Trotz des niedrigen Budgets, das nur am etwas einseitigen Set deutlich wird, hat Regisseur Martin Enlen mit «Ein Dorf schweigt» ein interessantes und hinterfragendes Geschichtsdrama geschaffen. Hinter dem eigentlich irreführenden Titel versteckt sich ein vielseitiger, detailgenauer und historischer Nachkriegsfilm aus der Feder von Henriette Piper, der mit kleinen aber feinen Mitteln die Geschichte einer Flüchtlingsfamilie erzählt, die verzweifelt versucht endlich ein neues Zuhause zu finden.

Der Titel verleitet eher zu einem Mordkomplott auf dem Lande, als zu einem Flüchtlingsdrama nach dem zweiten Weltkrieg. Besonders durch den schockierenden Anfang des Filmes, bei dem mehrere Kinder durch eine noch intakte Landmine getötet werden, wird der Zuschauer jedoch schnell und direkt ins Thema hineingeführt. Die Details wie Original-Kostüme oder alte amerikanische Autos ermöglichen es dem Zuschauer, sich noch mehr in die erschütternde Situation von Johanna und ihrer Familie hineinzuversetzen. Das sogar der Dorfpfarrer es ablehnt, die Flüchtlingsfamilie bei sich aufzunehmen, treibt den Zuschauer gerade zu in noch mehr Mitgefühl für die Familie.

Sehr ausgewogen ist zudem auch die Besetzung: Jeder Darsteller spielt seinen Charakter so, dass man als Zuschauer schnell in dessen Seele blicken kann. Auch das geheim halten der Geheimisse von Gisela und dem Pfarrer gelingt Uwe Kockisch und Inka Friedrich überzeugend. Katharina Böhm glänzt in ihrer Rolle als besorgte Mutter und gleichzeitig als selbstbewusste Frau, die ihre Rechte ohne ein Blatt vor dem Mund in Anspruch nimmt. Jungschauspieler Frederick Lau, der bereits in «Die Welle» einen beeindruckenden Auftritt hatte, verkörpert seine Rolle als Beschützer der Familie genau so gut, wie er als Händler am Schwarzmarkt agiert.

Letzteres ist erneut ein bemerkenswertes historisches Detail, das die Autorin in das Drehbuch implementiert hat. Der Schwarzmarkt stellt ohne gültige Geschäftslizenz die einzige Einnahme- und Nahrungsquelle für die Familie dar. Sehr hervorgehoben werden zudem auch die Amerikaner, die einerseits versuchen die Menschen in der Nachkriegszeit zu unterstützen, aber andererseits untätig danebenstehen, wie ehemalige Nationalsozialisten unbestraft davon kommen.

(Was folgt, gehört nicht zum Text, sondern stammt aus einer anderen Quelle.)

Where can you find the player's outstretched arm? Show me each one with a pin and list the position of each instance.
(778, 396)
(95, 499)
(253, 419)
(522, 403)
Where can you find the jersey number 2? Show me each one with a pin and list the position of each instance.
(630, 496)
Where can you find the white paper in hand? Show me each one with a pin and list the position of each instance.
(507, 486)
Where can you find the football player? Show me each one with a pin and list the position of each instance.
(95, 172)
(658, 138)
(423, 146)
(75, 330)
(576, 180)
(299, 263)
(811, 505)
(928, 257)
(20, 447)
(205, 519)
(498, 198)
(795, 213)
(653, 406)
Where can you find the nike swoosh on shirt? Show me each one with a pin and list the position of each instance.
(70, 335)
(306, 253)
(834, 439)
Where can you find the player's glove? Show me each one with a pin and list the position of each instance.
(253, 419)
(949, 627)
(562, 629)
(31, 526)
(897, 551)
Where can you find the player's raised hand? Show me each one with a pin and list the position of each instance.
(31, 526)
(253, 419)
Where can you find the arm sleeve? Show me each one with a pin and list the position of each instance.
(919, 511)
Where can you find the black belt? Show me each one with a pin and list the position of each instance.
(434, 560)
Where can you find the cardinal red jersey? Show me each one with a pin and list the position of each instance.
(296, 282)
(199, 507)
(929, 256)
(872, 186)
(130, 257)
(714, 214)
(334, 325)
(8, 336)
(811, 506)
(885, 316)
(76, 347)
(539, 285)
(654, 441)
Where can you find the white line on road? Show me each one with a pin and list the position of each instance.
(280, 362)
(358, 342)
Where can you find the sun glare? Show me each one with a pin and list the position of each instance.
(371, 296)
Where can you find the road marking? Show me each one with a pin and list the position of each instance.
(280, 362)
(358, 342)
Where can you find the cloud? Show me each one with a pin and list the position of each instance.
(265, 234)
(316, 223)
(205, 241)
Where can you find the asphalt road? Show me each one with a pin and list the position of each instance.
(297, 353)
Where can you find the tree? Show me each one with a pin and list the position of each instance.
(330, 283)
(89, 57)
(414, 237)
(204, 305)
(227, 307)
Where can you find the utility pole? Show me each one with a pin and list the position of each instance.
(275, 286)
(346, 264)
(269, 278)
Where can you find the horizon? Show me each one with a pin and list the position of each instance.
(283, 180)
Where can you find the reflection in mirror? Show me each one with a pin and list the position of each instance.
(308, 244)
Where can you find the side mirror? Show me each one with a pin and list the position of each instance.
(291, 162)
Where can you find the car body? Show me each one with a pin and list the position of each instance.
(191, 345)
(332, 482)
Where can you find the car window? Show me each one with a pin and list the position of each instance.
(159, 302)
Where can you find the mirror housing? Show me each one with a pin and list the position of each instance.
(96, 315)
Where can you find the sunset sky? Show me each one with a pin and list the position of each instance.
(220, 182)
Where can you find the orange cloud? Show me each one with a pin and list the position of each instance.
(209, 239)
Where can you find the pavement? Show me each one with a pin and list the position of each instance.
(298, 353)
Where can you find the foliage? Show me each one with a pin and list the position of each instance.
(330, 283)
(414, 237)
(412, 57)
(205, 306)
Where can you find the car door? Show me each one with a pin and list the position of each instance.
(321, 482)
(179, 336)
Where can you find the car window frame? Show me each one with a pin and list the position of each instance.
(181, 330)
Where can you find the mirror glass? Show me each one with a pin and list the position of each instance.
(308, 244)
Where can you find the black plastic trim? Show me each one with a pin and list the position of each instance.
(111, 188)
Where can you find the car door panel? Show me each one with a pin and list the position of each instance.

Trotz der vielen Perspektiven, die der Zuschauer in «Ein Dorf schweigt» zu Gesicht bekommt, urteilt der Film nicht über Täter, Mitläufer oder andere Beteiligte, sondern bleibt möglichst authentisch und genau an den historischen Fakten. Die Konzentration liegt dabei auf die, für diese Zeit bekannten, feministischen Handlungen seitens Johanna und Gisela.

Das ZDF strahlt «Ein Dorf schweigt» am Donnerstag, dem 9. April 2009, um 21.00 Uhr aus.